A raw fish tax that has pumped tens of millions of dollars into coastal communities over the past decade has survived a legal challenge before Alaska’s highest court.

The state can tax seafood caught beyond the 3-mile line in federal waters, then loaded on a bulk carrier at the dock for foreign export, without violating provisions of the U.S. Constitution.

That’s according to the Alaska Supreme Court, which released its 31-page ruling Friday.

Fishermen’s Finest, a Washington state seafood company that operates factory trawlers and exports most of its product overseas, had challenged the state’s tax in court. It argued that there are protections against state taxation on shipping in coastal state waters, and a lower state superior court agreed.

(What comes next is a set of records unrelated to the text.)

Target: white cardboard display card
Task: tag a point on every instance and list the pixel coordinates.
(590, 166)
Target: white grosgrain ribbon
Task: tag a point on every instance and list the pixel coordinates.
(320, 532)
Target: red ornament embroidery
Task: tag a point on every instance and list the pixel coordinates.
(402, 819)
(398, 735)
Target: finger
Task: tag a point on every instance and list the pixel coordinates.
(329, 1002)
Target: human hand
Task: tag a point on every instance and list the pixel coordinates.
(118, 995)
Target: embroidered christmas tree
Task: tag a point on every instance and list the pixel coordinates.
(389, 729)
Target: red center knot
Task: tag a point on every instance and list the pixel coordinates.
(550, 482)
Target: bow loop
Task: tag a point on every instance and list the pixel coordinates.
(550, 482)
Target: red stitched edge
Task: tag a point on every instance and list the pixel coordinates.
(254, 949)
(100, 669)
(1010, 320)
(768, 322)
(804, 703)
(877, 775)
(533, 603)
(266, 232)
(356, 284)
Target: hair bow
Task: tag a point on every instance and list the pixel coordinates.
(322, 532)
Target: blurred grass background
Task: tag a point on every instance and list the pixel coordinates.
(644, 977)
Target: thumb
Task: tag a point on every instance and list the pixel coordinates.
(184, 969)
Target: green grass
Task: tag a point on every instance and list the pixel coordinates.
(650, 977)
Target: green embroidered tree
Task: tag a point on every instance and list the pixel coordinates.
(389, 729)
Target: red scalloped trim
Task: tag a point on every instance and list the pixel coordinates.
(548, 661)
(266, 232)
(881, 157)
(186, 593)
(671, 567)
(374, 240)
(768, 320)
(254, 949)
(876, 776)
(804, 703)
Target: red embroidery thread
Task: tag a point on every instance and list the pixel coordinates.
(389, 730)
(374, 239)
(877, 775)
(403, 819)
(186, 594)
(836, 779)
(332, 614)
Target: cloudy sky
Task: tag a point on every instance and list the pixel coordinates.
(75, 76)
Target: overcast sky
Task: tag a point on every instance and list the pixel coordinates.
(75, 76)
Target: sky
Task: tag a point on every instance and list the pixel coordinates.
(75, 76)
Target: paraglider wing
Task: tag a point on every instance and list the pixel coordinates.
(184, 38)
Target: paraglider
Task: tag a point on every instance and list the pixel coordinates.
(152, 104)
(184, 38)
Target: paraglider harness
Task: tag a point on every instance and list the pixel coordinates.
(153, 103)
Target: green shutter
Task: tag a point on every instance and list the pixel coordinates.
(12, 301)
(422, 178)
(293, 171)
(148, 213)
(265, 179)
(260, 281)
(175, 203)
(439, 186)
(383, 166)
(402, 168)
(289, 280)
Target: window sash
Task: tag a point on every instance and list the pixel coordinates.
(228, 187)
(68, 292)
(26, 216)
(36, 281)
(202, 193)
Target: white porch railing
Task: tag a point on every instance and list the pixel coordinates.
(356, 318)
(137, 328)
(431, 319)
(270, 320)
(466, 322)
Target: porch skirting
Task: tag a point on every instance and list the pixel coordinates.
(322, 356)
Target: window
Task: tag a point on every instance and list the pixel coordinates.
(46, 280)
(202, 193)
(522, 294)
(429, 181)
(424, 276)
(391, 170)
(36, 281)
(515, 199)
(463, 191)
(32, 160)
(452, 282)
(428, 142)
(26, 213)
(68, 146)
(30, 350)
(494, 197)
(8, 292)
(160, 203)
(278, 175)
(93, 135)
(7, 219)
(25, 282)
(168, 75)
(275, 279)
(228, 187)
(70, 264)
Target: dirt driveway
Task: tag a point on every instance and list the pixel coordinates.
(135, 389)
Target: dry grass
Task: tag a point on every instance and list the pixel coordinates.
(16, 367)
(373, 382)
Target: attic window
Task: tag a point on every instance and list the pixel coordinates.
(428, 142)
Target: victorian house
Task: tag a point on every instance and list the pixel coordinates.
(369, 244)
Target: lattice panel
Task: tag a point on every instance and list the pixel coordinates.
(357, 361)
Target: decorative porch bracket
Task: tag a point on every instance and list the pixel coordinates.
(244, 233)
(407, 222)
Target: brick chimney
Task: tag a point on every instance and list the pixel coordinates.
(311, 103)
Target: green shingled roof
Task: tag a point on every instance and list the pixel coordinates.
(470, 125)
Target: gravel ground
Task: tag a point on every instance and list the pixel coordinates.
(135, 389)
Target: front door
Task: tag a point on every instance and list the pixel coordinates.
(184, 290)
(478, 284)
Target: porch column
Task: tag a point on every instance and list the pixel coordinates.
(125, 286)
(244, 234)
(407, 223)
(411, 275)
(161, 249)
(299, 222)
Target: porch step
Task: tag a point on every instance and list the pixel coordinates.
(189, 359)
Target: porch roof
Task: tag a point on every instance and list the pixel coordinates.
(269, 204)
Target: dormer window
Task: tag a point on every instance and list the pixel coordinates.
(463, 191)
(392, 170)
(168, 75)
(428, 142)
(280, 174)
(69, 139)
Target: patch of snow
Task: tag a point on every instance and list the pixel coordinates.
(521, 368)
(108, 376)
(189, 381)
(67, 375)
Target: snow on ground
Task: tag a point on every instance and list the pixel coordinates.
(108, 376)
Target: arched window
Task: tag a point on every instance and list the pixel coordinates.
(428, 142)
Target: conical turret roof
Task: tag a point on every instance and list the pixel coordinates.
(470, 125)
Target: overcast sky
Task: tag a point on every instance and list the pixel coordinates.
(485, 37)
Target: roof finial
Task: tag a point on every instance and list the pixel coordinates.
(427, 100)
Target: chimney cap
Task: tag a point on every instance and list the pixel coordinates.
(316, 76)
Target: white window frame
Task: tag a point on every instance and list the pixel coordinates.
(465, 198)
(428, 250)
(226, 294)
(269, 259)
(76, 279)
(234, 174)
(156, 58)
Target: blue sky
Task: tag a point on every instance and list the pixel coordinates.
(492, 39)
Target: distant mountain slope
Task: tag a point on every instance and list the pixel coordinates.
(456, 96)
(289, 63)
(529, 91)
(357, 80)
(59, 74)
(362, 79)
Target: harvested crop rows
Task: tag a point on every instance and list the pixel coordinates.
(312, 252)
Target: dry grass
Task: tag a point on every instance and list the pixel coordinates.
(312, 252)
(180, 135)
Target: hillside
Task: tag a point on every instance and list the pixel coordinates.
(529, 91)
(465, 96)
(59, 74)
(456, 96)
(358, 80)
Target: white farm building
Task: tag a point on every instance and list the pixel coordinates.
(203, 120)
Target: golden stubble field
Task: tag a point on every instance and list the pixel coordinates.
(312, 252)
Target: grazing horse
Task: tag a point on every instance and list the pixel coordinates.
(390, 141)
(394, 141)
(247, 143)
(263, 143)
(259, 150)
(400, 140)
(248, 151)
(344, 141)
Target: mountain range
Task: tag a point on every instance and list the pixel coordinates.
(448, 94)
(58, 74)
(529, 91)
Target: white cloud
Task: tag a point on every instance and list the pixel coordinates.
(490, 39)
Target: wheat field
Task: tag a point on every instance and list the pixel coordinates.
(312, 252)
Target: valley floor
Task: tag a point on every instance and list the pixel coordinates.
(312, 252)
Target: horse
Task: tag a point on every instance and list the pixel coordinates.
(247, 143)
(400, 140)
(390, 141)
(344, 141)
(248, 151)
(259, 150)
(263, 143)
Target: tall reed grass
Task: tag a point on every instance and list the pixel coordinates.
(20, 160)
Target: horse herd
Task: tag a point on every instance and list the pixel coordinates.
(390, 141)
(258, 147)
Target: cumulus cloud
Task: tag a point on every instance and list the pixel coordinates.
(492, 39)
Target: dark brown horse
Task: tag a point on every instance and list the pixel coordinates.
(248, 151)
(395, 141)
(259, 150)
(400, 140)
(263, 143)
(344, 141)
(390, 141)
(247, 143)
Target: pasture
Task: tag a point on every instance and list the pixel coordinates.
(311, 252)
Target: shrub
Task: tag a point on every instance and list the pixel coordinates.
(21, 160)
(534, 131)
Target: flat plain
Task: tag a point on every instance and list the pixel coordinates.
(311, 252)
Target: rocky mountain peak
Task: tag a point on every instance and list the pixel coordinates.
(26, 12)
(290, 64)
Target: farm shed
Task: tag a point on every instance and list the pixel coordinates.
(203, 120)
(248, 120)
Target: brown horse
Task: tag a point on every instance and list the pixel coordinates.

But the justices, writing in a unanimous opinion, found that the fees assessed on Fishermen’s Finest’s products are not unconstitutional

“The landing tax is not opportunistic taxation of vessels ‘merely transiting’ adjacent waters without landing or benefitting from any local services,” the justices wrote.

At stake was about $47 million dollars in revenue collected since 2017 — half of which goes to the state, and the other half goes to coastal communities. In the Aleutians, the case was watched with interest, as taxes on the lucrative pollock fishery is a major economic driver in the port of Dutch Harbor and its neighbors

Unalaska’s Vice Mayor Dennis Robinson says the raw fish tax is a major source of the city’s municipal revenue, and local officials had been anxious about the impact of a decision against them.

“I’m pretty relieved of that,” he told CoastAlaska on Monday. “Because that is roughly 17% of our budget, and it would be devastating to this community.”

The Fisheries Resource Landing Tax has existed since the 1990s and is designed to capture revenue for raw seafood that’s landed on Alaska port docks before it’s transshipped on cargo vessels and sold overseas.